The authors must be applauded for bringing an extensive and logistically challenging investigation to completion after what amounts to >8 years of ongoing effort. I also agree that the information presented can be viewed as best-available evidence regarding the natural history of nonoperative and operative management in the setting of adult lumbar scoliosis and the impact that these treatments can have on functional status, pain levels, and the performance of normal daily activities. The importance of this report is further enhanced by the exceedingly low rates of patients lost to follow-up across both arms. I believe that the most pragmatic application of these findings consists of their inclusion in pretreatment discussions regarding a strategy that aligns best with patients’ goals, desire for functional improvement, and willingness to accept the risks of deformity-correction surgery. Given the limitations associated with this study and its reliance on nonrandomized observational data, however, the claim that surgical intervention should be recognized as the superior treatment option for adult lumbar scoliosis due to results of the as-treated analysis alone cannot be completely substantiated.

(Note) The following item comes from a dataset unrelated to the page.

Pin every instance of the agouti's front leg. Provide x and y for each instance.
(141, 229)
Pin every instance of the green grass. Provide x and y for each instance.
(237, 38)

1. Weinstein JN, Tosteson TD, Lurie JD, Tosteson AN, Hanscom B, Skinner JS, Abdu WA, Hilibrand AS, Boden SD, Deyo RA. Surgical vs nonoperative treatment for lumbar disk herniation: the Spine Patient Outcomes Research Trial (SPORT): a randomized trial. JAMA. 2006 Nov 22;296(20):2441-50.
2. Anderson PA, McCormick PC, Angevine PD. Randomized controlled trials of the treatment of lumbar disk herniation: 1983-2007. J Am Acad Orthop Surg. 2008 Oct;16(10):566-73.
3. Kallmes DF, Comstock BA, Heagerty PJ, Turner JA, Wilson DJ, Diamond TH, Edwards R, Gray LA, Stout L, Owen S, Hollingworth W, Ghdoke B, Annesley-Williams DJ, Ralston SH, Jarvik JG. A randomized trial of vertebroplasty for osteoporotic spinal fractures. N Engl J Med. 2009 Aug 6;361(6):569-79.
4. Bono CM. Commentary: “Why oh why is kyphoplasty use on the rise?” said the little vertebroplasty needle. Spine J. 2011 Aug;11(8):745-6.